Published by Knopf, 290 pages, $26

Kathleen Spivack has infused her debut novel with the exoticism of poetry, the form for which she is best known. The characters are refugees who’ve fled Hitler’s Europe for 1940s New York, and they partake of a savagery that veers into the surreal. There’s Countess Anna, a woman known as the Rat, who is beautiful but hunchbacked; she had a brief, rivetingly erotic affair with the Russian mystical monk Rasputin, whose handprints remain on her body. She turns up at the doorstep of her cousin Herbert, who has lost a son, Michael, to the camps; his spirit hovers over the family as Herbert tries to help fellow refugees. Then there’s the Tolstoi Quartet, who kept Mozart and Beethoven alive against the Nazis’ promotion of modern music, sleeping in bed with their beloved instruments while their wives slept on the floor. But the musicians can no longer play, having had their pinkie fingers severed by the enemy before escaping to the States. Their fingertips wind up in the hands of Felix, a sadistic pediatrician who keeps bottles of body parts and dreams of genetically engineering a master race—that is, when he’s not abusing young patients like Herbert’s granddaughter Maria, who mentally retreats into a self-protective cocoon she imagines as a kind of death. Spivack concocts a glittering picture of many horrors, echoing the unspeakable things unfolding across the ocean, while managing to include some surprising, almost perverse tenderness.

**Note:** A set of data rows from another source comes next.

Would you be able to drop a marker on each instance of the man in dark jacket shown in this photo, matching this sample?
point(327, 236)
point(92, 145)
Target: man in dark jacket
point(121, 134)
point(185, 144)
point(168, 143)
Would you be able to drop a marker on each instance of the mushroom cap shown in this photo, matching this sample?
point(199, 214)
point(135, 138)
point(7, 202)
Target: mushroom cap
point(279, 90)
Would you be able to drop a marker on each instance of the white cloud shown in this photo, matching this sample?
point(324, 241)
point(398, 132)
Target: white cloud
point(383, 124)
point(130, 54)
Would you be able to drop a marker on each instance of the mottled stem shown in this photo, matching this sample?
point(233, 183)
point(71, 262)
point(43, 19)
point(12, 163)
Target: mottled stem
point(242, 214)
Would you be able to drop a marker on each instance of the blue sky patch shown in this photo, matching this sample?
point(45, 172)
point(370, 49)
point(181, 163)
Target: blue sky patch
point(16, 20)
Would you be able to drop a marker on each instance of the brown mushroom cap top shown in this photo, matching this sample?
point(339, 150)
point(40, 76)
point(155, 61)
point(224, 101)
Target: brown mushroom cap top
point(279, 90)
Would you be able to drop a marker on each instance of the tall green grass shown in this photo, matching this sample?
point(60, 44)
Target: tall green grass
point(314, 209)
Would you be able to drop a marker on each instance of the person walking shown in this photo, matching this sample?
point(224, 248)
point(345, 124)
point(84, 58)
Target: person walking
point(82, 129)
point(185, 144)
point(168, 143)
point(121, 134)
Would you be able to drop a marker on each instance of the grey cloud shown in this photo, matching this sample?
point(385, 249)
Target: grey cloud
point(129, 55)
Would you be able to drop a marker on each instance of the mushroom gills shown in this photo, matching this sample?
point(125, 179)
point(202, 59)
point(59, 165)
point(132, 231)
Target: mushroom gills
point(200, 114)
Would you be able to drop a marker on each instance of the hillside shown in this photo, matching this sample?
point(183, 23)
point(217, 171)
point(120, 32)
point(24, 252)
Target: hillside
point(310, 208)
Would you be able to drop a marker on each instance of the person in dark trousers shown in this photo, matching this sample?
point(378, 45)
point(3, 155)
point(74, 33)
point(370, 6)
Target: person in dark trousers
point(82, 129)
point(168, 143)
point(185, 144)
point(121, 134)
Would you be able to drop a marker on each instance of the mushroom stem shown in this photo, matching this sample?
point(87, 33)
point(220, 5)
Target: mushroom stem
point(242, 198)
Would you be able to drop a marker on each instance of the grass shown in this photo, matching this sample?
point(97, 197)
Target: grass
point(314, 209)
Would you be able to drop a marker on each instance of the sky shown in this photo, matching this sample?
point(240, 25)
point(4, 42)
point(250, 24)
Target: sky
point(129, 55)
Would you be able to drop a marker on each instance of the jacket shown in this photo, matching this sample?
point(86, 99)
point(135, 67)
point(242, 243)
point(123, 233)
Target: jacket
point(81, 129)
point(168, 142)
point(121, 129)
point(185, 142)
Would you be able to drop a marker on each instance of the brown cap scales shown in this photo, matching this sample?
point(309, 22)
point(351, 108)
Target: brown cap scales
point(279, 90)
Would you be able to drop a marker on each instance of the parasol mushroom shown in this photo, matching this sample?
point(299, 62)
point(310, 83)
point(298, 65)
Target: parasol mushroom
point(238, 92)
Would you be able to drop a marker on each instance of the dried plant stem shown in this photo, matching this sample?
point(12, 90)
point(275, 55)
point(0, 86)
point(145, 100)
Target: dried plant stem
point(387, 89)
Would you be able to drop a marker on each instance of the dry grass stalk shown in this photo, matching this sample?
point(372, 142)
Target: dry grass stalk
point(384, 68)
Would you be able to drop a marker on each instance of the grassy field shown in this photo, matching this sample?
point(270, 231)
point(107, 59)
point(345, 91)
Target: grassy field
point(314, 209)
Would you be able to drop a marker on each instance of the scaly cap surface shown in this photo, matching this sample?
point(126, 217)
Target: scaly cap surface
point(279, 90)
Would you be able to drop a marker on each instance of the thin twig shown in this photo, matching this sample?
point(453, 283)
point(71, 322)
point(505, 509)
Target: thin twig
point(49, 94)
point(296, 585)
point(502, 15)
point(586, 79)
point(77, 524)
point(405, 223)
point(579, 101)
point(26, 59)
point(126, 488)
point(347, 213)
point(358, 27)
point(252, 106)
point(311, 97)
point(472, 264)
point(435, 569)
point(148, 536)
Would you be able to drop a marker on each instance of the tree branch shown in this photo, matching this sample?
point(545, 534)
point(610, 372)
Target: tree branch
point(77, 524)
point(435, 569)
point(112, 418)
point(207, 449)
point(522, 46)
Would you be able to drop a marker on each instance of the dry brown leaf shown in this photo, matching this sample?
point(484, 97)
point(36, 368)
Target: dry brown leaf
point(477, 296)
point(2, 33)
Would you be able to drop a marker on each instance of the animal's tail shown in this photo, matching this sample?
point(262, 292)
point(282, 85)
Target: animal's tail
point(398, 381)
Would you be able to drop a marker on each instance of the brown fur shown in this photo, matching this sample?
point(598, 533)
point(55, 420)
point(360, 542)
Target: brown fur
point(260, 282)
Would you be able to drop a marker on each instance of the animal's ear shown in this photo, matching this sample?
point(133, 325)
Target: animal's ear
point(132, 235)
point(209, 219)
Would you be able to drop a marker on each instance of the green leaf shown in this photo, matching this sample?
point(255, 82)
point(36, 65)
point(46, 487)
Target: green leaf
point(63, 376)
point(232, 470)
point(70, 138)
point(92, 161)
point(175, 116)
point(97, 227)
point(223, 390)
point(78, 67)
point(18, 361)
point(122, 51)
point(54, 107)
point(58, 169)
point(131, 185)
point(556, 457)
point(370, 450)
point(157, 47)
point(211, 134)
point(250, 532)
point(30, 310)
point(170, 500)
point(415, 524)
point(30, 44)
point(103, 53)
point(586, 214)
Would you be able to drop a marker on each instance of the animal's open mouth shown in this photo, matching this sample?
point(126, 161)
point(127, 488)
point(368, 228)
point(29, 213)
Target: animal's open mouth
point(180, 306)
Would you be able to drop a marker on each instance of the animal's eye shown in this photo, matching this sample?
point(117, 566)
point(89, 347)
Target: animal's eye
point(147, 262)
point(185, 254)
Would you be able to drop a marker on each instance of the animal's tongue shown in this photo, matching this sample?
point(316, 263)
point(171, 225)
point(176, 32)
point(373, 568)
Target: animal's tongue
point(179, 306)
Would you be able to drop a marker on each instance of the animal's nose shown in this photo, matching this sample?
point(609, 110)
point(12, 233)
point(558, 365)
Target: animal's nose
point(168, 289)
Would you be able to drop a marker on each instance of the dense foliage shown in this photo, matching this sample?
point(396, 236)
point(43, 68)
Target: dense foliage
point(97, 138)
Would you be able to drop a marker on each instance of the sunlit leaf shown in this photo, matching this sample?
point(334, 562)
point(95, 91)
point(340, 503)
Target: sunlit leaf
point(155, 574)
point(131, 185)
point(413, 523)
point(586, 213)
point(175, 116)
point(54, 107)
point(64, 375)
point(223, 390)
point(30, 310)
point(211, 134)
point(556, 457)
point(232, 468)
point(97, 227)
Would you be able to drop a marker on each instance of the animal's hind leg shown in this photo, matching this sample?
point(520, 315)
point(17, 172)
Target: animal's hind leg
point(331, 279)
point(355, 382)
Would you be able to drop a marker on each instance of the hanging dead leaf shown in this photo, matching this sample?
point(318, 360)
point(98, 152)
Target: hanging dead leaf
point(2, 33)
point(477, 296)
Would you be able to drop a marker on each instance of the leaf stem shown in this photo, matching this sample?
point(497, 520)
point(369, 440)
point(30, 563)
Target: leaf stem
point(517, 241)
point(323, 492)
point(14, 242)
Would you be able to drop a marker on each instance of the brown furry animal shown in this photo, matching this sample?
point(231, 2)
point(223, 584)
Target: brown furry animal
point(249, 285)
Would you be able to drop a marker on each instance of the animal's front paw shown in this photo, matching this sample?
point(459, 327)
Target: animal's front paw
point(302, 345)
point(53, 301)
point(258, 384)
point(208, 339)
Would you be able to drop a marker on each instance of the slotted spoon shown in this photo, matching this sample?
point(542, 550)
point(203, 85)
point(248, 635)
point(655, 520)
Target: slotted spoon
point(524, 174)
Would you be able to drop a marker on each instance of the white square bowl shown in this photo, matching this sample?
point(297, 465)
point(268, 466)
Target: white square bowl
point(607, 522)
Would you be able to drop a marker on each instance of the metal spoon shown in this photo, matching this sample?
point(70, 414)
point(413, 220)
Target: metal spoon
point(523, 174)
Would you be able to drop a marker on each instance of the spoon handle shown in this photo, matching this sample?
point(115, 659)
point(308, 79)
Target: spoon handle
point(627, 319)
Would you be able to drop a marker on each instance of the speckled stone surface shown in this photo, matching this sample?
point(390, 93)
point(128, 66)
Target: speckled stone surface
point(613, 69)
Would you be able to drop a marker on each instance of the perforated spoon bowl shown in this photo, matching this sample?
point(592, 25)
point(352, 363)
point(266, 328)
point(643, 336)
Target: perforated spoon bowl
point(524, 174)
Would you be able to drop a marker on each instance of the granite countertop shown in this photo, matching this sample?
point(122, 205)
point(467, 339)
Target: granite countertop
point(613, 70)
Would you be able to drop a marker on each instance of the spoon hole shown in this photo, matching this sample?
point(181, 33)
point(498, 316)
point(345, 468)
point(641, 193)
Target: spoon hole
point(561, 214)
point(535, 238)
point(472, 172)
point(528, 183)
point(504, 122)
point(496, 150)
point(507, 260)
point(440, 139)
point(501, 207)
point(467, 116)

From page 237: Music played from the open refrigerator. The afternoon passed from dusk to night. The contents of the apartment seemed to swirl in the milky, darkening light. It was as if they were enclosed in a jar, a jar containing elements of life: oxygen, a watery, permeated air that nourished them as they swirled slowly, counter-clockwise, thrumming to the universal tone of A—A-live—as did the groups of cells where life or semilife was being formed. A city held them, and beyond that city a continent, a planet.